I recently presented a How-tos for Gurus series session on data modeling for big data systems. During the presentation, a number of attendees asked some very interesting questions. As many of you know, big data systems are known to have less formality around the need for structure, yet for data warehouses to continue to serve traditional use cases, modeling is still a very important function. I’d like to share some of the more common questions I received during the session, and when visiting organizations, and respond to them.
In big data environments, are there any modeling techniques I can use to improve query performance?

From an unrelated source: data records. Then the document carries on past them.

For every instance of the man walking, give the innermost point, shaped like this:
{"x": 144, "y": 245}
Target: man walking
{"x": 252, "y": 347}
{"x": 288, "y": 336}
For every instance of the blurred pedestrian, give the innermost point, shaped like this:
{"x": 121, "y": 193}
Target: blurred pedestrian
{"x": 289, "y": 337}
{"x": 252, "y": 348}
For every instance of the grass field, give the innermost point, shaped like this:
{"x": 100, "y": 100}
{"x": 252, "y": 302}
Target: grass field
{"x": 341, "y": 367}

To improve query performance, it depends on what tool you are using. The following guidelines can help:
- Ensure you select the best storage for your end user’s queries. For example, if you’re running a lot of short queries, you should consider HBase. For long-running analytic queries, You might find that Kudu is better. Ideally, examine the queries to be run, and decide on the appropriate file format for those use cases.
- Use the right query engine for the workload. For example, long running queries traditionally seen in enterprise data warehouse scenarios, feeding dashboards or standard reports, Hive on LLAP is great. Impala, on the other hand, is fantastic for ad-hoc querying into 100TB+ of data. When configuring your query engine, you should also ensure the partitioning is set, collect statistics, make sure your joins are being appropriately designed, look at the query performance reports and optimize accordingly.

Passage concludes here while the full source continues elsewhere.